As autoridades vinham com livros na mão e se comportavam como todas as plateias entusiásticas -sorrindo simpaticamente, cheias de perguntas e cumprimentos, citando minhas próprias frases de volta, soletrando meticulosamente seus nomes enquanto eu autografava exemplares de meus livros. Alguns iranianos nativos entre eles vieram me cumprimentar, mas depois partiram sem fazer os convites habituais para uma futura refeição ou para manter contato.

Enquanto eu li minha prosa em voz alta, risos irromperam nas horas certas e lágrimas escorreram dos olhos dos agentes, a maioria dos quais tinha entre 20 e 30 e poucos anos. Eles estavam realmente curiosos e perguntaram o que tinha acontecido com os personagens desde que meus livros foram publicados. Mas as perguntas difíceis habituais -sobre as ambições nucleares do Irã e a possibilidade de guerra- não surgiram. Não entramos no mato escuro para onde as conversas sobre o Irã sempre pareciam levar. Eu fiz o máximo para oferecer um retrato do "outro": que os iranianos se pareciam com eles e aspiravam às mesmas coisas na vida que eles.

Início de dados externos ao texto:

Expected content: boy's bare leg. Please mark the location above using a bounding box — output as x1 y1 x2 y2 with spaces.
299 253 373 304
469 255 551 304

Em nossa terceira e última hora, os oradores persas, fluentes ou nem tanto, procuraram em seus bolsos e desdobraram papéis nos quais haviam meticulosamente anotado suas rimas preferidas. Fizemos o máximo para extrair possíveis informações de suas metáforas e similares.

Ocorreu-me que eu não tinha perguntado a meu anfitrião como ou por que ele havia me encontrado. "Google!", exclamou. "Nós tínhamos ouvido muitas coisas de muitos homens sobre os mesmos temas exaustivos. Estava procurando algo completamente diferente do comum."

Quando me despedi, a habitual troca de cartões de visita não ocorreu. Meu anfitrião, o agradável anti-Bond, ofereceu todas as suas informações de contato. Deixou-me bastante tempo para uma parada na loja de suvenires, onde entre os montes de memorabilia da CIA comprei um conjunto de saleiro e pimenteiro da prateleira de promoções. Passaram-se meses desde essa compra e o conjunto me lembra o dia em que conheci o grande e poderoso Oz da minha adolescência e tive um vislumbre de sua face humana.